Federal Loan Forgiveness or Deferment Programs are Described Below:

  1. Federal Perkins Loans and Direct Loans
    Teachers who borrowed money under the Federal Perkins loan or the Direct loan program after July 23, 1992, may qualify for cancellation of up to 100% of their loan—that is, up to $17,500. To be eligible, borrowers must be full time teachers of mathematics, science, foreign languages, bilingual education, or any other field of expertise where PDE has determined there is a shortage of qualified teachers. (34 CFR 674.53(c))

    Loans are cancelled according to this schedule:
  • 15% for year 1 of qualified teaching; 
  • 15% for year 2 of qualified teaching; 
  • 20% for year 3 of qualified teaching; 
  • 20% for year 4 of qualified teaching; and 
  • 30% for year 5 of qualified teaching.

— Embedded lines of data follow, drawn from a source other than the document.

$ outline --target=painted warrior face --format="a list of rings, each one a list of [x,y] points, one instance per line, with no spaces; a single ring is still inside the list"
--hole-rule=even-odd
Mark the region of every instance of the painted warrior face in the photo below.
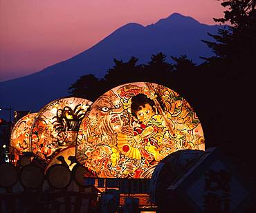
[[[156,114],[155,110],[148,103],[140,106],[139,110],[136,112],[137,119],[140,122],[147,123],[150,118]]]
[[[90,116],[95,116],[98,120],[107,116],[111,123],[120,121],[118,114],[123,111],[122,105],[118,97],[110,90],[96,101],[90,112]]]

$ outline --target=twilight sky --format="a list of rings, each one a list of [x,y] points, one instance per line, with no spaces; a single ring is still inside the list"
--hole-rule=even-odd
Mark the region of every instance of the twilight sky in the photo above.
[[[179,12],[215,24],[223,10],[217,0],[0,0],[0,81],[73,57],[127,23]]]

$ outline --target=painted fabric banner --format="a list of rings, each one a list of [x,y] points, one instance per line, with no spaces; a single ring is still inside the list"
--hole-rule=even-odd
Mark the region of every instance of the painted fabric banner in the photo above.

    The Federal Student Aid Office offers descriptions of the Perkins Loan Program. Descriptions can also be accessed at A full explanation of the “Teacher Cancellation” program for Federal Perkins Loans is also available from the Federal Student Aid Office. A direct loan is a federal student loan, made through the William D. Ford Federal Direct Loan Program, for which eligible students and parents borrow directly from the U.S. Department of Education at participating schools. Direct Subsidized Loans, Direct Unsubsidized Loans, Direct PLUS Loans, and Direct Consolidation Loans are types of Direct Loans. The Federal Student aid office also provides a brochure comparing these loans.
  1. Teacher Education Assistance for College and Higher Education (TEACH) Grant Program
    Students who have received TEACH Grants are able to fulfill their teaching obligations under this program by teaching in a high-needs field or in the subjects included on the Pennsylvania’s shortage area list. (34 CFR 686.12(d))

    TEACH Grants provide up to $4,000 per year, for a maximum of $16,000, for undergraduate students and up to $8,000 for graduate study.3 Recipients must maintain a 3.25 grade point average and agree to teach for at least four years in a high-needs field at an elementary or secondary school that serves students from low-income families. The Federal Student Aid site describes the TEACH Grant Program and provides a Program brochure. Students should be aware that these grants convert into Federal Direct Unsubsidized loans for recipients who do not fulfill their agreements. See for more information.

    Many colleges and universities in Pennsylvania participate in the TEACH Grant Program. Financial aid offices at each institution provide information about whether a school participates in the TEACH Grant Program, and which programs of study are eligible.

  2. Federal Family Education Loan (FFEL) Program (Stafford and SLS Loans)
    Some teachers who borrowed money under a Stafford Loan or Supplemental Loans for Students (SLS) loan may defer payments for up to three years, while teaching full time in a public or nonprofit private elementary or secondary school in a teacher subject shortage area. Borrowers who took out one of these loans on or after July 1, 1987, and before July 1, 1993, may qualify for deferment of loan repayment at any time within the life of the loan(s). (34 CFR 682.210(b)(3)(iii); 34 CFR 682.210(q))

    Federal Direct Loan borrowers who owed an outstanding balance on a Federal Stafford Loan or a Federal SLS loan before July 1, 1993, may also qualify for this deferment on their loan under 34 CFR 685.204(j).

1 Also known as loan cancellation or loan discharge means that the borrower does not have to repay any balance remaining on the loan.

2 Also known as loan forbearance means that the borrower can temporarily postpone making student loan payments or temporarily reduce the amount of each payment.

3 As a result of federal budget sequestration, the U.S. Department of Education requires that all awards be reduced by 6.9% for grants awarded between October 1, 2016 and September 30, 2017.